What is the significance of the output neuron in a hidden layer network?

A

It performs a linear combination of the outputs of the hidden neurons

This involves multiplying each output by a weight and summing them.

28
Q

What is the main goal of Cybenko’s analysis on neural networks?

A

To prove that a summation of hidden neurons can approximate any desired function f(x)

This is dependent on having enough hidden neurons.

29
Q

What does the term ‘one-dimensional version’ refer to in Cybenko’s analysis?

A

Both input and output vectors have only one element each

This simplifies the understanding of the network’s operations.

30
Q

How does the output neuron generate an approximately rectangular output?

A

By performing a linear combination of the outputs of two hidden neurons

The weights used can be positive or negative, affecting the final shape.

31
Q

What happens when the number of sigmoidal neurons is increased?

A

The approximation of the desired function improves

More neurons allow for better representation of complex functions.

32
Q

What is the relationship between weights, biases, and the outputs of hidden neurons?

A

Weights and biases determine the shape and position of the hidden neuron outputs

This affects the final output through linear combinations.

33
Q

What did Cybenko prove about neural networks in 1988?

A

That a network with two hidden layers can approximate any function

He believed it should also be possible with just one hidden layer.

34
Q

What is the significance of considering functions as vectors?

A

It allows us to analyze functions in higher-dimensional spaces

Functions can be represented as points in infinite-dimensional spaces.

35
Q

What does the term ‘vector space’ refer to?

A

A collection of vectors, matrices, and functions that satisfy certain properties

These objects can be manipulated mathematically.

36
Q

What was Cybenko’s proof method?

A

Proof by contradiction

He assumed that a neural network could not approximate all functions and showed this assumption led to a contradiction.

37
Q

What misconception did Cybenko’s proof create among researchers?

A

That only one hidden layer was necessary for neural networks

This led to a focus on shallow networks, delaying the deep learning revolution.

38
Q

What factors contributed to the revolution in deep learning around 2010?

A

Increased number of hidden layers, massive training data, and computing power

These elements were not widely available in the 1990s.

39
Q

Fill in the blank: Cybenko believed a neural network with one hidden layer could approximate _______.

A

any function

This belief was significant for the development of neural network theory.

40
Q

What significant development in deep learning occurred in 2010?

A

Researchers began to increase the number of hidden layers in neural networks beyond one.

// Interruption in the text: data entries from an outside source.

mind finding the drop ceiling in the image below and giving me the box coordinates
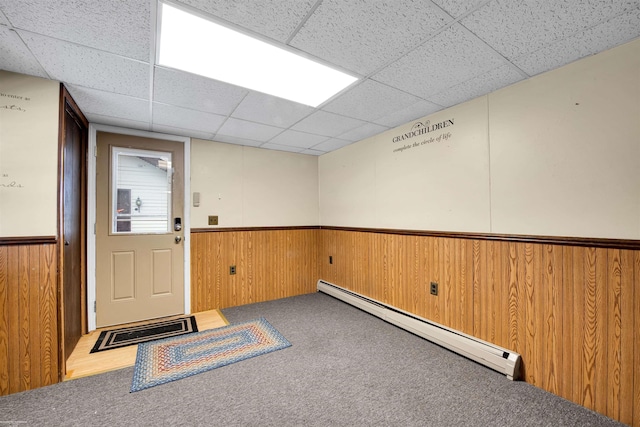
[1,0,638,155]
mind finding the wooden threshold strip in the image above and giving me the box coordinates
[64,309,228,381]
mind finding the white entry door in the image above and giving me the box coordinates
[95,131,185,327]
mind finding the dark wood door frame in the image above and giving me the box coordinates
[57,85,89,379]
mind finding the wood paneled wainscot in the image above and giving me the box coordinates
[320,228,640,427]
[191,227,319,311]
[0,239,59,395]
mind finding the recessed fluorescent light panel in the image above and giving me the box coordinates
[158,3,358,107]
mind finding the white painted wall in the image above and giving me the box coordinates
[319,38,640,239]
[190,140,319,228]
[489,39,640,238]
[3,38,638,240]
[0,71,59,237]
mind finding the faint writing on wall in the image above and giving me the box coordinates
[391,119,454,143]
[0,174,24,188]
[0,91,31,113]
[391,118,455,153]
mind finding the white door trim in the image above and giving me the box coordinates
[87,124,191,332]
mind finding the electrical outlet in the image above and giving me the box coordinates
[208,215,218,225]
[230,265,236,275]
[430,282,438,296]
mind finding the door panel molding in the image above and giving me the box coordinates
[87,124,190,331]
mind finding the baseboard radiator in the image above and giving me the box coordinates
[317,280,522,380]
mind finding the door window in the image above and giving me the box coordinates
[111,147,172,234]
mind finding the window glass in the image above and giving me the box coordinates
[111,147,172,234]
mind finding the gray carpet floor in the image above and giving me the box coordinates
[0,292,624,426]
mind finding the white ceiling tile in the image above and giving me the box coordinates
[214,134,263,148]
[173,0,316,42]
[290,0,450,75]
[0,26,48,78]
[269,130,328,149]
[292,110,367,137]
[432,0,490,18]
[0,10,9,25]
[374,24,506,99]
[0,0,150,61]
[337,123,389,143]
[259,142,304,153]
[374,100,443,128]
[513,8,640,76]
[153,67,247,116]
[2,0,636,156]
[231,92,314,127]
[84,113,150,132]
[428,64,524,107]
[151,124,214,141]
[66,85,150,123]
[311,138,353,152]
[20,31,149,99]
[153,103,226,134]
[323,79,423,122]
[461,0,640,60]
[216,117,284,142]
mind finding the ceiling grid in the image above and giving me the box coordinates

This marked a pivotal shift in the capabilities of deep learning.

41
Q

What was Cybenko’s contribution to neural networks?

A

Cybenko proved the approximating properties of neural networks in 1989.

His work laid the groundwork for future advancements in deep learning.

42
Q

What two key ingredients were necessary for the deep learning revolution to take off in the 2010s?

A
  • Massive amounts of training data
  • Computing power

These factors were not available in the 1990s.

43
Q

What did Cybenko speculate about the number of neurons required for approximation?

A

He speculated that astronomical numbers of terms would be required for most approximation problems.

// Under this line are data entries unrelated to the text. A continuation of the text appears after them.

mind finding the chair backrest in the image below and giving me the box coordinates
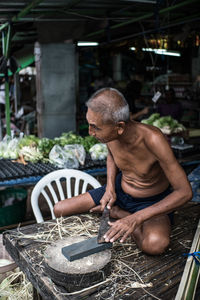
[31,169,101,223]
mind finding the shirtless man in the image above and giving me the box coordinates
[53,88,192,255]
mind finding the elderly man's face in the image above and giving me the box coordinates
[86,108,119,143]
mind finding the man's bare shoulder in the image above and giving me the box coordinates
[135,121,161,133]
[135,122,165,140]
[136,122,177,164]
[135,122,171,150]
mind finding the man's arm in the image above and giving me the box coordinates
[104,129,192,242]
[105,148,118,194]
[136,129,192,219]
[90,147,118,212]
[131,107,149,120]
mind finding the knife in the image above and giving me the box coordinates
[97,207,111,244]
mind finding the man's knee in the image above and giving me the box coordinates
[141,233,170,255]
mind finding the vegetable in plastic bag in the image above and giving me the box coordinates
[89,143,108,160]
[0,135,12,158]
[6,137,20,159]
[0,134,20,159]
[64,144,86,165]
[49,144,79,169]
[0,132,24,159]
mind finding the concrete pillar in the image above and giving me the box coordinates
[34,42,76,138]
[113,53,122,82]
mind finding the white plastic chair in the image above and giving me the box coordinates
[31,169,101,223]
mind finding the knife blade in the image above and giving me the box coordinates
[97,207,111,244]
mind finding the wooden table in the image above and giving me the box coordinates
[3,202,200,300]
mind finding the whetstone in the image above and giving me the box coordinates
[62,236,112,261]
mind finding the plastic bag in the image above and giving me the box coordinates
[6,137,20,159]
[89,143,108,160]
[0,132,23,159]
[49,144,79,169]
[64,144,86,165]
[0,135,11,158]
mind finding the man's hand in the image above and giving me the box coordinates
[104,214,141,243]
[90,189,116,212]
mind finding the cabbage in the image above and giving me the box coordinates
[141,113,186,135]
[89,143,108,160]
[148,113,160,122]
[141,119,150,125]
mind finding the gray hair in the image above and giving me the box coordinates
[86,87,130,123]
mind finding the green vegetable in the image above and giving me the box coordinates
[54,131,84,147]
[53,132,97,153]
[141,113,186,134]
[148,113,160,123]
[81,135,98,152]
[18,135,39,149]
[38,138,56,158]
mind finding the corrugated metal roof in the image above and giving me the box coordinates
[0,0,200,53]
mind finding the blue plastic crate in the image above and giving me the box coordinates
[188,165,200,202]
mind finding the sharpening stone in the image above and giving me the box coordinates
[61,236,112,262]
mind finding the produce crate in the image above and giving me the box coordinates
[0,188,27,227]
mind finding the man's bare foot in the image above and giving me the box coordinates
[110,205,131,219]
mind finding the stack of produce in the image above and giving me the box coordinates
[0,132,108,168]
[141,113,186,135]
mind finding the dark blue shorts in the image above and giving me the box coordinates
[88,172,174,224]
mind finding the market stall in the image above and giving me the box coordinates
[0,119,199,185]
[0,125,199,230]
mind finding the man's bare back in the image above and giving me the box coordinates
[107,121,170,198]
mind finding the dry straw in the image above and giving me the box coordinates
[2,214,160,300]
[0,270,33,299]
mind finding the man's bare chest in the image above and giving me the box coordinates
[108,143,157,178]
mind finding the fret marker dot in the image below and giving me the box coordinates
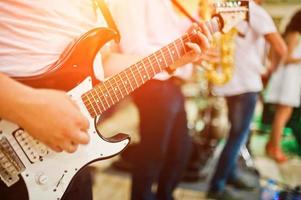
[115,88,118,91]
[172,51,175,54]
[105,94,108,97]
[124,81,127,84]
[159,59,162,62]
[143,75,146,79]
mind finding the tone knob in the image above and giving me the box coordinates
[36,173,48,185]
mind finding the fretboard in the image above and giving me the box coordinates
[81,17,222,117]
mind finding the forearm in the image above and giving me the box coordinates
[265,33,288,64]
[0,73,34,123]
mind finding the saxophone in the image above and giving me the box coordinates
[199,0,237,86]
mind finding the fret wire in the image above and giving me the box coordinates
[155,51,165,70]
[166,45,175,64]
[146,57,156,76]
[172,41,181,59]
[112,71,139,94]
[149,54,161,74]
[85,94,97,116]
[123,70,134,92]
[89,90,102,114]
[117,73,129,94]
[83,93,98,116]
[180,35,188,54]
[97,85,111,109]
[95,86,110,110]
[91,90,105,114]
[102,81,115,106]
[115,73,126,94]
[159,48,168,67]
[112,76,125,100]
[93,86,107,112]
[107,78,120,103]
[82,33,195,112]
[175,38,186,56]
[152,52,162,72]
[139,60,150,81]
[121,71,134,92]
[84,91,107,117]
[134,63,145,84]
[162,46,173,66]
[129,67,139,88]
[83,93,102,116]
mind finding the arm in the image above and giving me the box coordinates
[284,32,301,65]
[0,73,90,153]
[264,32,288,70]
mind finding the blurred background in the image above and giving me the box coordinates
[91,0,301,199]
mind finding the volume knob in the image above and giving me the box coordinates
[36,173,48,185]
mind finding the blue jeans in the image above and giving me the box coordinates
[131,79,192,200]
[209,92,258,192]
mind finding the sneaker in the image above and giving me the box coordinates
[227,176,256,191]
[206,189,243,200]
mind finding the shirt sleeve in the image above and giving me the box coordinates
[249,2,277,36]
[109,0,162,56]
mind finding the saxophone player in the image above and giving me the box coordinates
[208,0,287,199]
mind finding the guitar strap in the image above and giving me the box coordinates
[170,0,198,23]
[94,0,120,43]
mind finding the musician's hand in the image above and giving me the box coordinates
[185,22,212,61]
[170,23,212,69]
[17,89,90,153]
[199,46,221,64]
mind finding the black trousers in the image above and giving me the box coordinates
[131,79,192,200]
[0,167,93,200]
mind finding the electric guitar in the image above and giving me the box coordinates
[0,2,248,199]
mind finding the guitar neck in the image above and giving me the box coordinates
[82,17,222,117]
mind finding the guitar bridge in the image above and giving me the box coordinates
[0,136,25,187]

This was influenced by the curse of dimensionality in multidimensional approximation theory.

44
Q

What is the curse of dimensionality?

A

The curse of dimensionality refers to the phenomenon where the feature space becomes increasingly sparse as dimensionality increases, making it difficult for models to generalize.

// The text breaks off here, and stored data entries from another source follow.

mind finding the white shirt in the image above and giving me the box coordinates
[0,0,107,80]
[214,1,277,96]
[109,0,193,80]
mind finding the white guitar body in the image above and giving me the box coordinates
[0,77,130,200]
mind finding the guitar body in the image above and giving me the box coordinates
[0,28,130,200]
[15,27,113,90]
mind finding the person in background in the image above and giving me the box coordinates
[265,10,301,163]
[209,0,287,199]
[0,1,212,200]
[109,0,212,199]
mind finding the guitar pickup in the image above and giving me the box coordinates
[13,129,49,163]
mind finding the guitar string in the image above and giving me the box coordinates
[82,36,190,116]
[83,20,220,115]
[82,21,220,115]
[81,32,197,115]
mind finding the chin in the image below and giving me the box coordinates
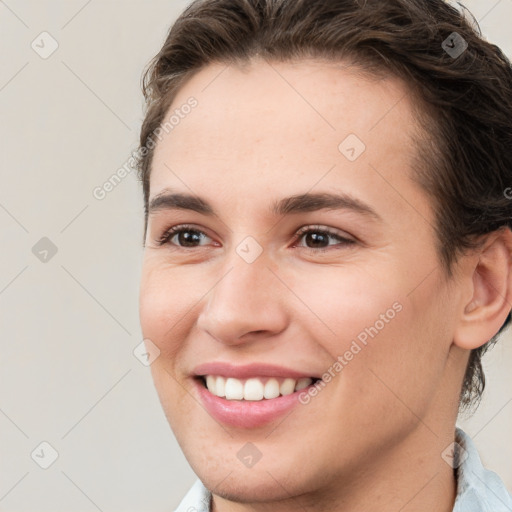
[198,469,307,504]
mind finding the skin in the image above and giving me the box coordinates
[138,58,512,511]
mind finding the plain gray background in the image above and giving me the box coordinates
[0,0,511,510]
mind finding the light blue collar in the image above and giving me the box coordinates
[453,428,512,511]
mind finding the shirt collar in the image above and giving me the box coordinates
[453,427,512,511]
[174,478,211,512]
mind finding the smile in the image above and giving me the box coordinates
[194,374,321,428]
[201,375,317,401]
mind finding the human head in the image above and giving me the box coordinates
[137,0,512,412]
[137,0,512,506]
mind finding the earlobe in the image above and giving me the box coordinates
[454,228,512,350]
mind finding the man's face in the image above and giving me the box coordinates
[139,59,462,502]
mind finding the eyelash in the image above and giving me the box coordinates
[155,224,356,252]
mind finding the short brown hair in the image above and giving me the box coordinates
[137,0,512,412]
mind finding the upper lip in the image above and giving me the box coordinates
[192,362,320,380]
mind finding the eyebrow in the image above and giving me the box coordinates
[148,189,382,220]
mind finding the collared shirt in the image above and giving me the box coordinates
[174,428,512,511]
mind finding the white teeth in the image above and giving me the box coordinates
[295,377,312,391]
[206,375,216,395]
[225,377,244,400]
[280,378,296,396]
[215,376,226,397]
[204,375,315,400]
[244,378,264,401]
[263,378,280,399]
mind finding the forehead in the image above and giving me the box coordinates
[149,58,432,226]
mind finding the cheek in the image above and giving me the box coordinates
[348,289,451,427]
[291,265,449,410]
[287,264,407,354]
[139,267,198,432]
[139,261,199,361]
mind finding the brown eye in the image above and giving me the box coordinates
[157,225,212,247]
[294,226,355,251]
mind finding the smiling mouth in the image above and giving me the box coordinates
[198,375,320,401]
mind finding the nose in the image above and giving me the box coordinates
[196,253,289,346]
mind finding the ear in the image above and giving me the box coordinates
[453,227,512,350]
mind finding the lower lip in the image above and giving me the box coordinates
[194,378,312,428]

This concept poses challenges in statistics and approximation theory.

45
Q

How do deep neural networks challenge traditional machine learning theories?

A

They are not as susceptible to the curse of dimensionality and do not overfit the data as expected despite having massive parameters.

This challenges existing beliefs about model complexity and data fitting.

46
Q

What algorithm allowed researchers to start training deep neural networks?

A

Backpropagation.

This algorithm is essential for optimizing the weights in neural networks during training.